I argue that this extreme reductionism does not make for convincing arguments, on two grounds.  (I should pause to say that the ideas here are heavily influenced by many other thinkers—Stuart Kauffman in particular.) The first is that understanding the behavior of the parts of a system doesn't necessarily imply an understanding of the behavior of the whole.  This is a result of chaos theory. It can be shown that most systems with many interacting parts are chaotic, meaning that even if one could measure the present behavior of each component to within arbitrary precision, this would not suffice to predict the system's behavior for more than a brief window of time.  Any initial inaccuracies in measurement rapidly compound until all predictive power is lost. (This is the famous "butterfly effect": the future can be changed by a flap of a butterfly's wings.)  Additionally, quantum effects add another source of indeterminacy to any physical system.  Thus it is impossible, for example, to predict the advent of mantis shrimp or David Bowie by starting from the Big Bang and applying the laws of physics.  These entities do not contradict the laws of physics, but they're not predicted by them either.  (Okay, maybe Bowie contradicts the laws of physics just a little bit.)

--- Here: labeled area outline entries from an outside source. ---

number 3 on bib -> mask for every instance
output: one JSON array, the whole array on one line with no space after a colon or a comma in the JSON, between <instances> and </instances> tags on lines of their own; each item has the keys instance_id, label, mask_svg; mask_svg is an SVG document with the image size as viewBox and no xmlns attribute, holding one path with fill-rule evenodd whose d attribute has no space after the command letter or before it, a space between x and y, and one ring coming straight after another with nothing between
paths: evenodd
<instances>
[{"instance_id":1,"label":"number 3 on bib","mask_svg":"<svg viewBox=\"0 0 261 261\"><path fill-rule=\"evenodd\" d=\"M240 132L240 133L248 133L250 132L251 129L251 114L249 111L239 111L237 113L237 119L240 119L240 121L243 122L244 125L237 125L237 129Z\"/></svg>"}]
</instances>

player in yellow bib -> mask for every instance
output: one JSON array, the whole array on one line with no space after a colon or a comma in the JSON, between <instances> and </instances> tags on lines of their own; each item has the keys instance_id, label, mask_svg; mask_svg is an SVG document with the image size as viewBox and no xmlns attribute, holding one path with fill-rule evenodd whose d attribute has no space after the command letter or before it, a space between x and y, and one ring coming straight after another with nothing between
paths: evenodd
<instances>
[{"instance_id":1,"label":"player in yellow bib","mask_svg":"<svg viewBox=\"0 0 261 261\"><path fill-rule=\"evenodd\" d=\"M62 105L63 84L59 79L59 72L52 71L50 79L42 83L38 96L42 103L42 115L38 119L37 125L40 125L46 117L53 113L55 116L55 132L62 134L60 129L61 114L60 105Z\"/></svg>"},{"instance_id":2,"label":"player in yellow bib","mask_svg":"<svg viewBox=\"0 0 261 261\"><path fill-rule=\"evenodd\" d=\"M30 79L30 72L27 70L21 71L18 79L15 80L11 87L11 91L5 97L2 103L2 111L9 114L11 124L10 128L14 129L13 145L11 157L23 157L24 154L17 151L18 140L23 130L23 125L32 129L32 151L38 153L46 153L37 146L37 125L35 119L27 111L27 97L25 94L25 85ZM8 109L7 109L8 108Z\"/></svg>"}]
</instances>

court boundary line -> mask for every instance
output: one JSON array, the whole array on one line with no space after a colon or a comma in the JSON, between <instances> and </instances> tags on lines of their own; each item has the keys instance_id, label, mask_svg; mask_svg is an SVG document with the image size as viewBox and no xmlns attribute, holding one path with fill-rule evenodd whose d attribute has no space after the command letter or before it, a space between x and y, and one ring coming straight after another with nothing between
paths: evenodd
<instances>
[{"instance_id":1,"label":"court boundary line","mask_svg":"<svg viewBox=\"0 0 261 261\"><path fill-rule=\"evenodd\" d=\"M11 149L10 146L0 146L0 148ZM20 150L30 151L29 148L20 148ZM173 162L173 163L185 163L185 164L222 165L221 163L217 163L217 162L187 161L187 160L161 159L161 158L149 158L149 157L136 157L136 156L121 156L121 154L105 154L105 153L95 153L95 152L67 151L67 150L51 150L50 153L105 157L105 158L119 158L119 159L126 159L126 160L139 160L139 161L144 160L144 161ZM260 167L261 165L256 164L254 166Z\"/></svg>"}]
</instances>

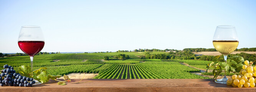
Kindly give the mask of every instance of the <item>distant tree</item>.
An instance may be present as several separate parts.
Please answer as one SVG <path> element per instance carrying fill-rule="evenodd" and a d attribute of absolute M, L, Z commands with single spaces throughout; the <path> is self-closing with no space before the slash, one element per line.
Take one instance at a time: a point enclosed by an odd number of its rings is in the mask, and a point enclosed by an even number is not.
<path fill-rule="evenodd" d="M 119 54 L 116 56 L 116 58 L 119 59 L 126 60 L 130 58 L 129 56 L 124 54 Z"/>
<path fill-rule="evenodd" d="M 108 60 L 109 58 L 108 56 L 104 56 L 104 60 Z"/>

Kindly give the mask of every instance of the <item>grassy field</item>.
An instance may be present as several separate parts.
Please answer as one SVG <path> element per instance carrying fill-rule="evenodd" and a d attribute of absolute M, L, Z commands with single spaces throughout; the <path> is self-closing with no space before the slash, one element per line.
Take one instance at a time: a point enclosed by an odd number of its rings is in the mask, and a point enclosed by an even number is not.
<path fill-rule="evenodd" d="M 128 55 L 130 58 L 124 61 L 116 60 L 114 56 L 120 54 Z M 180 62 L 206 67 L 205 64 L 210 61 L 140 59 L 139 56 L 144 54 L 145 52 L 41 54 L 35 56 L 33 68 L 35 69 L 47 67 L 47 71 L 53 75 L 71 73 L 98 73 L 94 79 L 209 78 L 191 73 L 200 71 Z M 103 60 L 106 56 L 109 56 L 111 60 Z M 13 66 L 15 69 L 21 65 L 30 66 L 29 59 L 28 56 L 1 58 L 0 66 L 7 64 Z"/>

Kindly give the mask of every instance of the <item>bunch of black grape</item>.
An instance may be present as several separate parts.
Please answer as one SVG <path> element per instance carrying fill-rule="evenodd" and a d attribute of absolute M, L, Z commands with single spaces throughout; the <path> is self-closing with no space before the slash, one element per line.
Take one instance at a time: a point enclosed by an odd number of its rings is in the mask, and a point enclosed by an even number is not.
<path fill-rule="evenodd" d="M 22 76 L 19 73 L 16 73 L 13 67 L 6 64 L 3 66 L 0 76 L 0 85 L 20 86 L 20 87 L 31 87 L 36 83 L 33 78 Z"/>

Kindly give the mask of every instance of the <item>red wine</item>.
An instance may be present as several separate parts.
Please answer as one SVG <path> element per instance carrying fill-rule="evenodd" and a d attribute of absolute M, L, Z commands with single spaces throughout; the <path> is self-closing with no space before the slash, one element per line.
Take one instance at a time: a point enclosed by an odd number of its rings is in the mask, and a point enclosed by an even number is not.
<path fill-rule="evenodd" d="M 23 52 L 30 56 L 34 56 L 40 52 L 45 46 L 43 41 L 19 41 L 18 42 L 20 48 Z"/>

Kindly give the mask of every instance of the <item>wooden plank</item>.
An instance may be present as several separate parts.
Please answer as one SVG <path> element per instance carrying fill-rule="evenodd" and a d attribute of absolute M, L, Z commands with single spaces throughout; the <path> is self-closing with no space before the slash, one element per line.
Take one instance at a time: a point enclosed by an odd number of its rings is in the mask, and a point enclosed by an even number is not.
<path fill-rule="evenodd" d="M 72 80 L 78 82 L 79 79 Z M 0 87 L 9 92 L 256 92 L 256 87 L 233 88 L 202 79 L 90 79 L 59 85 L 51 80 L 33 87 Z"/>

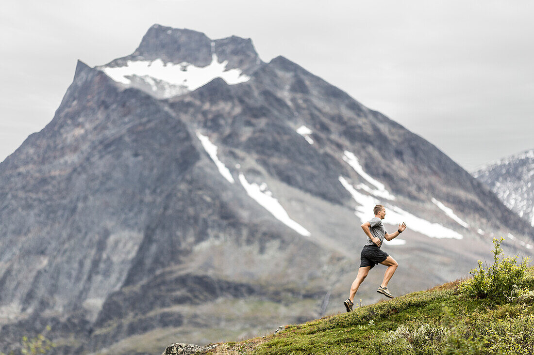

The laws of physics do not predict this hotness.

The second ground—and the idea I most want to explore here—is the following:

Natural processes create new reasons for things to happen.

The prime example of this is evolution.  Consider, for example, a bacterium swimming up a glucose gradient—perhaps the simplest goal-directed behavior in nature.  The bacterium senses more glucose on one of its sides than the other, and swims in the direction of more glucose.  What would we say is the reason for this behavior?  One could investigate the physics and chemistry of the bacterium and identify mechanisms that cause it to move this way.  But this does not explain the apparent agency in the bacterium's movement.  The more satisfying explanation appeals to evolution: it moves toward greater sugar concentrations because evolution has provided it this mechanism to find food in order to reproduce.

Simulation of bacteria undergoing biased random walk toward a food source.  SOURCE: http://www.mit.edu/~kardar/teaching/projects/chemotaxis%28AndreaSchmidt%29/finding_food.htm
Notice, however, that this explanation only makes sense on the level of the whole organism.  The carbon and other atoms that comprise this bacterium do not act as if they had any goal.  Only the bacterium as a whole appears to be goal-oriented.  Thus reductionism completely fails to explain the bacterium's behavior.  Evolution—a natural and spontaneous process—has created a new reason for something to happen. This reason applies to the whole organism, but not to its parts.

Once we accept that natural processes create new reasons for things to happen, many new questions arise.  For instance, do different kinds of evolutionary processes create different reasons?  Yes!  It turns out that evolution in spatially dispersed populations can select for cooperative behaviors that would be disfavored if all individuals were mixed together.  So the explanation "it behaves that way in order to help its neighbors" makes sense under some evolutionary conditions but not others.

We can also ask what other kinds of processes can create new causal explanations.  Humans, for instance, engage in many activities that do not seem to be directly related to survival or reproduction; I would argue that this is due to a complex process in which our genes co-evolved with our cultures

This man wants a slippery butt, but the individual cells that comprise him do not much care how slippery his butt is.  SOURCE: Three Word Phrase by Ryan Pequin
In short, nature can be creative.  Not only can it create new objects and life forms, it can also create new meanings, in the sense of reasons for things to happen.  These new meanings arise via naturally occurring processes that are consistent with—but not predicted by—the laws of physics.  These processes can even generate new, higher-level processes, which then create additional new layers of meaning.  If we, as scientists and as humans, want to understand why things happen, we must first understand the multiple, distinct ways that meaning and causality can arise.